The TB-Speed Decentralisation study aims to increase childhood Tuberculosis (TB) case detection at district hospital (DH) and Primary health Care (PHC) levels using adapted and child-friendly specimen collection methods, i.e. Nasopharyngeal Aspirate (NPA) and stool samples, sensitive microbiological detection tests (Ultra) close to the point-of-care (Omni/G1(Edge)), reinforced training on clinical diagnosis, and standardized CXR quality and interpretation using digital radiography.
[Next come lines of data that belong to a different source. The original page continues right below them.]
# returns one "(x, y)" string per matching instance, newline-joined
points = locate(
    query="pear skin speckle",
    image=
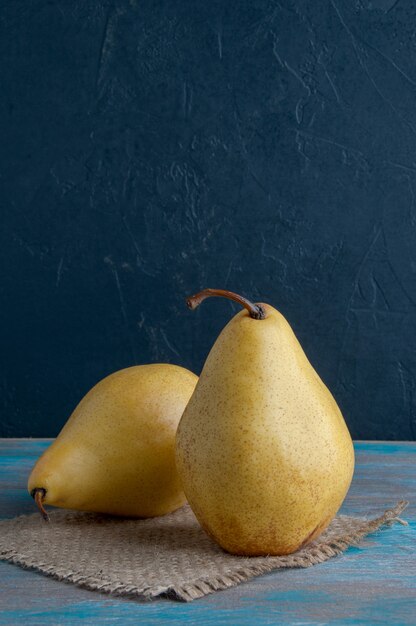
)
(262, 449)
The TB-Speed Decentralisation study will evaluate the impact of an innovative patient care level diagnostic approach deployed at DH and PHC levels, namely the DH focused and the PHC focused decentralization strategies. This is aimed at, improving case detection in 6 high TB incidence in low/moderate resource countries: Cambodia, Cameroon, Côte d'Ivoire, Mozambique, Sierra Leone, and Uganda, and compare effectiveness and cost-effectiveness of the two different decentralization approaches. The hypothesis is that, in countries with high and very high TB incidence (100-299 and ≥300 cases/100,000 population/year, respectively), a systematic approach to the screening for and diagnosis of TB in sick children presenting to the health system will increase childhood TB case detection, especially PTB, which represents the majority of the disease burden (>75% of case)(40). The study also hypothesizes that sputum collection using battery-operated suction machines and microbiological TB diagnosis using Omni/G1 (Edge) can be decentralized to PHC level, thus enabling TB diagnosis and treatment in children at PHC level.